Jeff Fallen: Yangtze River Journey (Audio)

By: 
Jeff Fallen
Date: 
Thursday, January 31, 2013
Michelle Kwon's Quartet performs Jeff Fallen's Yangtze Journey at International Rivers' Day of Action for Rivers event on March 14, 2011
A quartet performs Jeff Fallen's Yangtze Journey at International Rivers' Day of Action for Rivers event on March 14, 2011.

I was moved to compose a musical work about the decline of the Yangtze River from its natural state due to a major reservoir project - Three Gorges Dam. International Rivers was kind enough to offer a performance of my work at an International Day of Action for Rivers gathering in Berkeley.

Many years ago we made a canoe journey down a portion of the Trinity River in Texas. From Hearne south on its way to the Gulf of Mexico, there were a few, small rapids. In the country, we saw a few shacks along the banks where people lived and fished for food. The river is now polluted for much of its length. Fish or water from it should not be consumed. In the late 19th and early 20th centuries there were people who imagined that the Trinity could be a waterway to make Dallas an inland port - this never happened. Too impractical and too expensive.

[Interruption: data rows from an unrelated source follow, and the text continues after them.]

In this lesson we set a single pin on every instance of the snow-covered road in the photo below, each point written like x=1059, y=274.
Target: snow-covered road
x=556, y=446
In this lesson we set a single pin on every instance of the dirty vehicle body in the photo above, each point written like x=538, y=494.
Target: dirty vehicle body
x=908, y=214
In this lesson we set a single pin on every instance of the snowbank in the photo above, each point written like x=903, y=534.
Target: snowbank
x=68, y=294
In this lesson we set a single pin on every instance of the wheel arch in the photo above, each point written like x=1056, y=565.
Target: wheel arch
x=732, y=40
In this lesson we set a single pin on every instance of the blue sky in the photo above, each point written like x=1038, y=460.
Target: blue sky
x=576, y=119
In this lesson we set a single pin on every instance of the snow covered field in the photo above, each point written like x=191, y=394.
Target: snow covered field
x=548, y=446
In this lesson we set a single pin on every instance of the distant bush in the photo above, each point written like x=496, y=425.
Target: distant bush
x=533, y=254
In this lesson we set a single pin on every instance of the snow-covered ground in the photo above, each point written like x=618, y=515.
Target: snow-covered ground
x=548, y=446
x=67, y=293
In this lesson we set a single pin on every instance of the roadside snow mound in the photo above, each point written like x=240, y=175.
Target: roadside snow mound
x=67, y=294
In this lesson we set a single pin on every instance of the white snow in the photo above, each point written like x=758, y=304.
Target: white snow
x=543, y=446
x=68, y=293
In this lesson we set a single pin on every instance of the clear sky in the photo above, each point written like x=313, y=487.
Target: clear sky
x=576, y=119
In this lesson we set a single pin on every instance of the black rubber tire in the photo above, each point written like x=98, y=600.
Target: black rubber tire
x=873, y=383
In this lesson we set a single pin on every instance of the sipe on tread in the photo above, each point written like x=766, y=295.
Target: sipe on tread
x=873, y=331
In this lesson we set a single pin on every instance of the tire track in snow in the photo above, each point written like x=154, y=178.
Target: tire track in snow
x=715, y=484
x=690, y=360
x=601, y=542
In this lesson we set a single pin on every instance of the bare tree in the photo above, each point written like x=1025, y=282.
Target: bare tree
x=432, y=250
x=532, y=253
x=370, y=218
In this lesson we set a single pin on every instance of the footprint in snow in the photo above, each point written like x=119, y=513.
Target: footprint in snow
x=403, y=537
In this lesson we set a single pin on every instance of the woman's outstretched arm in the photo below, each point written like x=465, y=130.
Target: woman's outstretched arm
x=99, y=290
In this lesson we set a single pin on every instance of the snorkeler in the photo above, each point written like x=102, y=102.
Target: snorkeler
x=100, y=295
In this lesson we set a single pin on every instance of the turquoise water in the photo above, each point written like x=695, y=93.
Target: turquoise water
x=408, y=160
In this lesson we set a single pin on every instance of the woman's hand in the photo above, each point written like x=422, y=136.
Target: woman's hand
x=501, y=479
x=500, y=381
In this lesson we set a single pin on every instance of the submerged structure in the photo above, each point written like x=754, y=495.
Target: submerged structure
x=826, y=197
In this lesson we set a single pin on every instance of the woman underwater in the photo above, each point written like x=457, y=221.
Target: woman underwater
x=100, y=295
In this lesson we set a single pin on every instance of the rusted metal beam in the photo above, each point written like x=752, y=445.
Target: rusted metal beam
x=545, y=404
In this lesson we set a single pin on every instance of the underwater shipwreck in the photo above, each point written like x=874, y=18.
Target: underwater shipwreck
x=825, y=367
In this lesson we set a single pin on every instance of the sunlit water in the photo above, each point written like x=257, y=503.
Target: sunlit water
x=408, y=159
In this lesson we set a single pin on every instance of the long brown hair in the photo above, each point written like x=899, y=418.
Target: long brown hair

Houston had the ship channel from Galveston and goods could be trucked or railed out. Damming rivers for reservoirs to collect water for human use is an invention to save time and money - a modern convenience that is more beneficial to corporations and governments than it is for individuals and nature. In Texas, reservoir lakes are polluted by motorboats, human waste and trash. Water in a reservoir is partially stagnant. Reservoir water requires wastewater treatment plants where chemicals are added to purify the water. Surely many of those chemicals are toxic. Reservoirs block the natural flow of rivers and streams.

As a young boy, I enjoyed fly fishing in free-flowing mountain rivers and eating stream-caught rainbow trout cooked on a campfire. Perhaps one day, what is best for people and the whole of nature will be the deciding factors in the decision making process regarding rivers, streams and natural lakes.